A growing demand has been established over the recent years for quick and inexpensive oil adulteration detection testing to convoy the automated processes in the industry. Monitoring the oil's quality is paramount not only during their production, transportation, and storage phases but also, more importantly, for controlling their authenticity by the regulatory authorities. Extra virgin olive oil (EVOO), for instance, is massively prone to frequent fraudulent activities in the oil industry. To lower the cost of production, fake olive oils are currently produced from mixing cheap and low-quality edible or botanical oils like soybean, sunflower, and canola types with EVOO of high quality and cost. The adulteration results into modulating the composition of the fatty acids and compounds while removing many of the EVOO flavour-related features of much desirability. That would also reduce the associated health benefits and raise health issues for customers who are allergic to some supplements such as peanut proteins.

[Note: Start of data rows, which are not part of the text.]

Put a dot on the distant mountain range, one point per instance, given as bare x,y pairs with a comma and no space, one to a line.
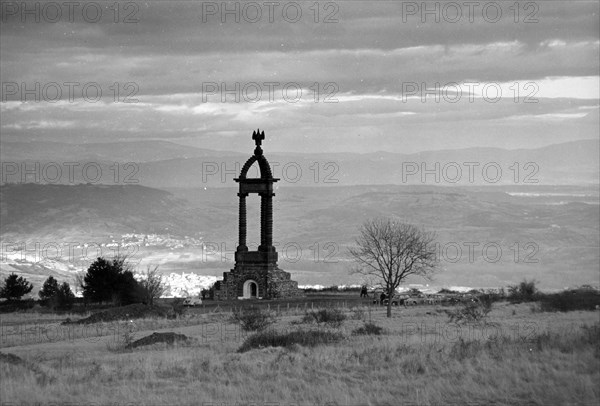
163,164
549,233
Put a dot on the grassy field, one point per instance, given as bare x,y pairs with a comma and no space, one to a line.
521,356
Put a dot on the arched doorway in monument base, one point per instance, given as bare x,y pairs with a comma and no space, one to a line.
250,289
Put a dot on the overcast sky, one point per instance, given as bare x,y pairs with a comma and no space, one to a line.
371,63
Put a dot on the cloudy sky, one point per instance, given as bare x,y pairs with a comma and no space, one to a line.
355,76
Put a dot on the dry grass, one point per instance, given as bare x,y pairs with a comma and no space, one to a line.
521,358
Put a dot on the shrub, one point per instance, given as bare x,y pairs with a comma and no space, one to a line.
49,289
358,313
253,319
369,329
15,287
472,312
271,338
526,291
111,281
332,317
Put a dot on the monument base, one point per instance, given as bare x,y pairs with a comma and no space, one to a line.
246,281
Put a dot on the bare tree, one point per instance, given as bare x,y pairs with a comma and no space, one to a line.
391,251
152,284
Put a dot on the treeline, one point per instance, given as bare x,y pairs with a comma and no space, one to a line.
106,281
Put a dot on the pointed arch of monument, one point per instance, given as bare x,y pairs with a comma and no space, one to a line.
263,165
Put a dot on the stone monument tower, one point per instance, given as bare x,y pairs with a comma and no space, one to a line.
256,274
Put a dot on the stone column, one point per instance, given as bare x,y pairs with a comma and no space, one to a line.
266,222
269,221
263,223
242,223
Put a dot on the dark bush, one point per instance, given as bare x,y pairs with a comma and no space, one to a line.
569,301
253,319
526,291
332,317
369,329
474,311
10,306
271,338
111,280
15,287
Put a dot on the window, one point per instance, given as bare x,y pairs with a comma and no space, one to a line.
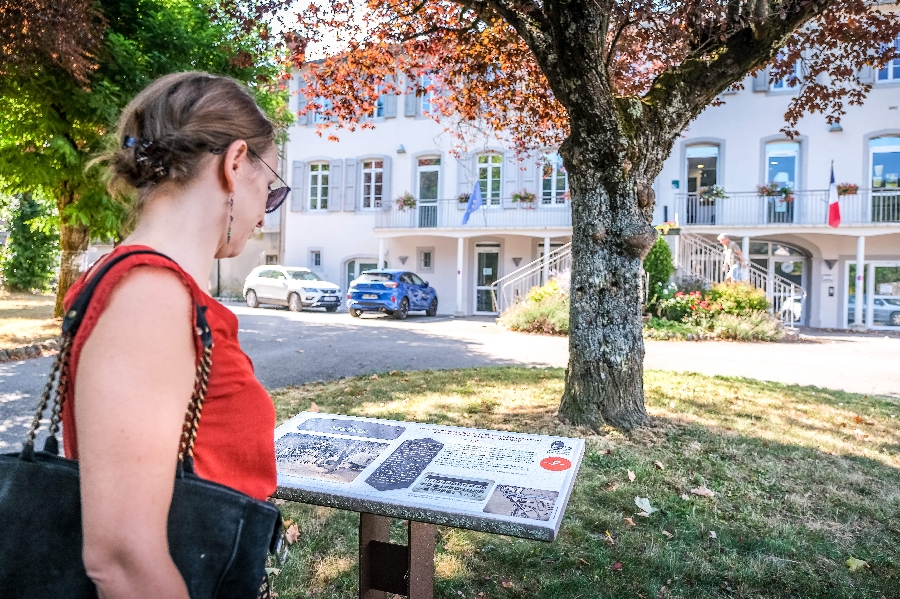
891,71
373,180
490,171
378,112
323,104
554,180
318,186
428,177
885,157
303,274
425,260
781,163
702,167
425,100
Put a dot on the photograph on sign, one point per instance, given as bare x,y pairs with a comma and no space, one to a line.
495,481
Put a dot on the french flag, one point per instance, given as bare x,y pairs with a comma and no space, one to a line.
834,207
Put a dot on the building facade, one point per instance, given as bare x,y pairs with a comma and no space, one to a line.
396,196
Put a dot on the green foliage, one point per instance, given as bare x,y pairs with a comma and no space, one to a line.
32,249
51,125
658,265
752,326
549,316
539,294
738,298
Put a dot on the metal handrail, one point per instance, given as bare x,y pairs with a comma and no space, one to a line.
514,287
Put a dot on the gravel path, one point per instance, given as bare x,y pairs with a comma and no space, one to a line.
293,348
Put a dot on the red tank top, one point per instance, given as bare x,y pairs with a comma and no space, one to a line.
235,441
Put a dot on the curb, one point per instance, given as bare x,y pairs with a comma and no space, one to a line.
38,350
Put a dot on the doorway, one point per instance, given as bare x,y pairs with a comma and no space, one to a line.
487,265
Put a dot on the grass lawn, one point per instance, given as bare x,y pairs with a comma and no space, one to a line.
804,478
26,319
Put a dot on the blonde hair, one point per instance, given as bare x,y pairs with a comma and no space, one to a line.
169,128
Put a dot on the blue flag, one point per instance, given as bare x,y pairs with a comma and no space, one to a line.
474,202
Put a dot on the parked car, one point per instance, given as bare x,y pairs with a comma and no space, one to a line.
394,292
886,310
296,288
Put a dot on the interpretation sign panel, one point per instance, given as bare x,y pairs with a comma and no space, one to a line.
494,481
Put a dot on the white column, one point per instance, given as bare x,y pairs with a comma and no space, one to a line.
860,292
460,311
745,250
546,260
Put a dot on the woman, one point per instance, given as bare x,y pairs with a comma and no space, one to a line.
198,156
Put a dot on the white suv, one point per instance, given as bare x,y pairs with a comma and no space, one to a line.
295,288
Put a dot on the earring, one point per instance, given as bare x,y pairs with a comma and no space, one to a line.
230,216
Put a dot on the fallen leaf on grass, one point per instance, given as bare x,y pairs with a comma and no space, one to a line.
644,504
855,564
292,534
702,491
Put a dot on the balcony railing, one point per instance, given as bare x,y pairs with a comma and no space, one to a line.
868,206
448,214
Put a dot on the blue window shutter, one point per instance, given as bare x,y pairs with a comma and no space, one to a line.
351,168
386,180
335,184
299,186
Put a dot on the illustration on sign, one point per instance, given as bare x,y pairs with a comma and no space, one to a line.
474,489
522,502
405,465
329,458
352,428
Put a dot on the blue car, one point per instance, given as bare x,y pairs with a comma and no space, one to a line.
394,292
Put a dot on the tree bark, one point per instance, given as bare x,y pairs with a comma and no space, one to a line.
610,237
73,244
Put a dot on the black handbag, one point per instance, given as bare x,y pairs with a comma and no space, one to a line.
218,537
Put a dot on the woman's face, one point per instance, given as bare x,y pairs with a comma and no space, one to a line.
252,181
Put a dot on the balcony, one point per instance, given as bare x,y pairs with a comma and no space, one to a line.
448,214
867,207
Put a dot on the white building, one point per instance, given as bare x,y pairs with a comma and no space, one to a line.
343,216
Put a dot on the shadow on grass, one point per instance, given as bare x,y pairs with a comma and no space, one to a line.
794,495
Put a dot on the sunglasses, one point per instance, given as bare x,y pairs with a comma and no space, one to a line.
278,195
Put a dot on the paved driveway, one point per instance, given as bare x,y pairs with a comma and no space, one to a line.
292,348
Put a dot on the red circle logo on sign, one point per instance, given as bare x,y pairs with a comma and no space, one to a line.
555,464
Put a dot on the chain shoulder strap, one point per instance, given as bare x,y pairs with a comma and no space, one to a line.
58,378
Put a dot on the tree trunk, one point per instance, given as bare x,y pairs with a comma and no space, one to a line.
610,237
73,242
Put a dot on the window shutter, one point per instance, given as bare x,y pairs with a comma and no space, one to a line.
510,176
761,80
465,175
335,184
299,186
529,175
350,178
386,198
867,74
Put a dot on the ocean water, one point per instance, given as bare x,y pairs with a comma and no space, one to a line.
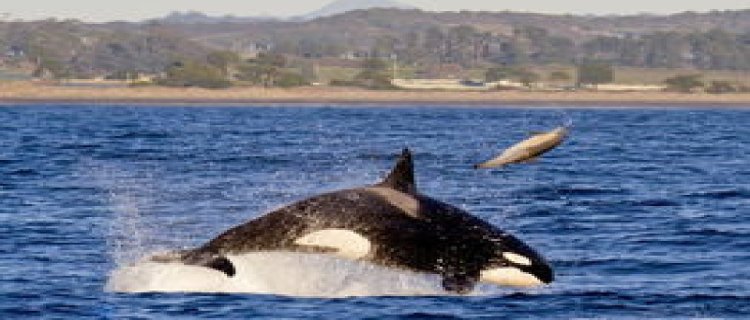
643,212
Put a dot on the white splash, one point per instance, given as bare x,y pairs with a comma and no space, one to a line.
287,274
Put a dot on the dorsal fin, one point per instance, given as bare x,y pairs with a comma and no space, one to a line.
401,177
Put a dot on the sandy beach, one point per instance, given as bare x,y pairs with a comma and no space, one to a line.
28,92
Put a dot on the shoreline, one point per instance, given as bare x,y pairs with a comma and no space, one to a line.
13,93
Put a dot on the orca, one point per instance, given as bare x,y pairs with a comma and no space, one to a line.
528,150
389,224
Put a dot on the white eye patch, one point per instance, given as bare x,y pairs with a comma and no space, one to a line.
348,244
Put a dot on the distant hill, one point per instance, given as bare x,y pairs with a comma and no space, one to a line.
195,17
712,40
343,6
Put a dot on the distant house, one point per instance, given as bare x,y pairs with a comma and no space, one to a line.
253,49
356,55
15,52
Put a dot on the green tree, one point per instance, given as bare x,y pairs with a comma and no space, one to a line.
684,83
374,74
193,74
594,73
263,70
223,60
559,75
721,86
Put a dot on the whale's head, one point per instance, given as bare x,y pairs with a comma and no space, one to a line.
513,263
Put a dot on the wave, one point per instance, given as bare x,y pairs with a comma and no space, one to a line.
720,194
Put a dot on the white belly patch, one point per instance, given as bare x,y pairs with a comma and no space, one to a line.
508,276
348,244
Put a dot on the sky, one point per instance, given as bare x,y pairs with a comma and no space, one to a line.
137,10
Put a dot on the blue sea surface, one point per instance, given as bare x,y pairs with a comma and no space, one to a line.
643,212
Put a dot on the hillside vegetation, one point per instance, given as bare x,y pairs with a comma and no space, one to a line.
427,44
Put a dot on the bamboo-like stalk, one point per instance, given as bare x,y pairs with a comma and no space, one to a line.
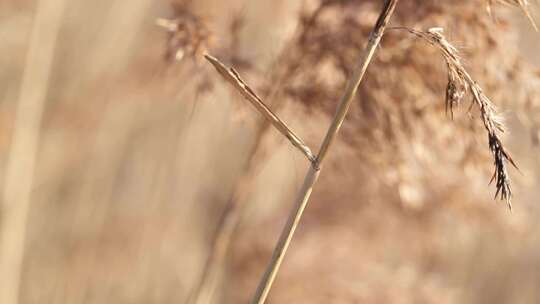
24,145
311,178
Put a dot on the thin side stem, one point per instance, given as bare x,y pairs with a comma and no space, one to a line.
314,171
233,78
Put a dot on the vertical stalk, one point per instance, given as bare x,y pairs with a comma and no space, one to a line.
24,145
311,178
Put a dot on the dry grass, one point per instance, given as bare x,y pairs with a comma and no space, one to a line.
140,157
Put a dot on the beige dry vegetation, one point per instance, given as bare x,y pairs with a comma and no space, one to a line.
141,157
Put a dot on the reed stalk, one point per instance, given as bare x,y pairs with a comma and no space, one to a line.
19,176
314,171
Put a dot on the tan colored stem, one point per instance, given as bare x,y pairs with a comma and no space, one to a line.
24,145
233,78
311,178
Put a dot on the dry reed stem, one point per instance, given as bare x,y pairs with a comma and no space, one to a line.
314,171
522,4
461,82
213,269
233,78
23,150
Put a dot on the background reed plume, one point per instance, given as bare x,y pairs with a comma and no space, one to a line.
142,147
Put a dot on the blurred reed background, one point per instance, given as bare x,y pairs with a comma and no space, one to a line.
124,157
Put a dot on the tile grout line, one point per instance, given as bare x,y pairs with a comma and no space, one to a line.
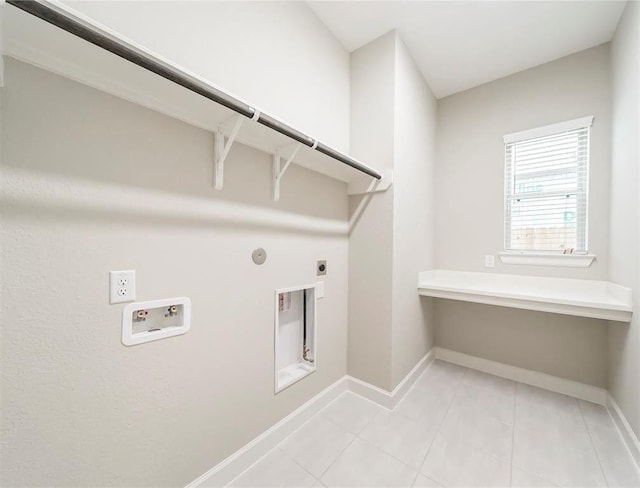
355,436
593,445
440,424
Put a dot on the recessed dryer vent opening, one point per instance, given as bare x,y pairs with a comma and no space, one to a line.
295,334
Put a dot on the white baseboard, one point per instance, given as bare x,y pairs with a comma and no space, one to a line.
227,470
534,378
224,472
625,429
385,398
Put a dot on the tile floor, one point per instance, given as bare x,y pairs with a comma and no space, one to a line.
456,427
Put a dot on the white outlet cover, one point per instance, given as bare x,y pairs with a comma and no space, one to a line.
122,286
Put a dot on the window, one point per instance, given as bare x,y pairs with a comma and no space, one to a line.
546,188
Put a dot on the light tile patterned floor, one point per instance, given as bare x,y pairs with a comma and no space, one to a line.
456,427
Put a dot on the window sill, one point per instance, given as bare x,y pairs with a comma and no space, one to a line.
542,259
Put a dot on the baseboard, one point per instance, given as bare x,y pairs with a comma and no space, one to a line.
572,388
224,472
625,429
385,398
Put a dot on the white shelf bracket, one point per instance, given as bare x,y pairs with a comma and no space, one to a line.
365,184
278,171
221,150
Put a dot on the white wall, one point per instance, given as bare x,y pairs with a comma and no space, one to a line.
413,213
469,202
276,55
91,183
371,235
393,126
624,340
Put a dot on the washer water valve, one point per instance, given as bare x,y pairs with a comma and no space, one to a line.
140,315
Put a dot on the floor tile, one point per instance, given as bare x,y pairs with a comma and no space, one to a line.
555,460
563,426
275,469
466,424
522,479
441,375
428,406
317,444
403,438
500,406
595,414
351,412
459,464
607,442
494,384
362,464
423,482
546,399
621,472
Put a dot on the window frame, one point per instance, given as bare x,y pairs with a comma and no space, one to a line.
582,194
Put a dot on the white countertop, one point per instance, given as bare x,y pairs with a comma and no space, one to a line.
584,298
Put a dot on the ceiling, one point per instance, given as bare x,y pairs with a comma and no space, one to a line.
459,45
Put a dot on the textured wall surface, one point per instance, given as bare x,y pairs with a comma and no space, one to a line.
90,184
276,55
469,209
413,213
624,340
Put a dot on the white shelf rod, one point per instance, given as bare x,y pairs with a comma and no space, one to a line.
66,19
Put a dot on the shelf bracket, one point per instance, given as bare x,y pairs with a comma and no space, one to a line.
278,171
221,150
365,185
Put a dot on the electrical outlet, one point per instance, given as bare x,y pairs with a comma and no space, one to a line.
122,286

Towards implementing a smart IoT monitoring system that impedes the frequent fraudulent practices, a low-resource microwave sensor of small size (~ 6 cm3) and high sensitivity is developed for rapid non-destructive detection of oil types, brands, and/or quality without having to open any bottles off-shelf. The Whispering-Gallery-Mode (WGM) technique is used to implement the sensing platform in the millimeter-wave range 22 – 32 GHz where the microwave power from a microstrip-line is coupled into a ring resonator made of ferrite material of high resistivity and low-loss. Its magnetic anisotropy is exploited to engender a non-reciprocal effect on the induced modal fields in the presence of a bias magnetic field. The acquired nonreciprocity feature would allow for checking the oil products, when placed nearby the sensor, at multiple instances of highly sensitive WGM modes at distinct frequencies in both S12 and S21 transmission signals. Illustration 1 depicts the sensor implementation at one hot spot a few millimeters underneath the production line where all oil bottles pass through. The interaction of the sensor E-field with the oil material on top of the ring resonator, allows for recording its scattering response in few seconds by the connected Vector Network Analyzer (VNA), analyzing, and comparing it against a reference response using an AI-based software running in the attached processing machine to report any differences in quality between oil products. Measured scattering results on a fabricated prototype (illustration 2) have demonstrated its detection functionality with significant changes in resonance frequencies, phases, and dips of the induced WGM modes when testing various edible oils.
The microwave sensor enjoys many features of compact size, low power consumption, affordable cost, and high sensitivity, thereby making it attractive not only for development as an independent quality detection platform in the oil processing industry but also as a complete autonomous system based on IoT (Illustration 3) for online, rapid, non-invasive, and cost-efficient testing that substantially reduce the product processing losses, labour shifts, operational costs, and effectively improve the product quality and supply-chain. A portable version could be developed to rapidly detect any fraudulent oil brands and/or producers.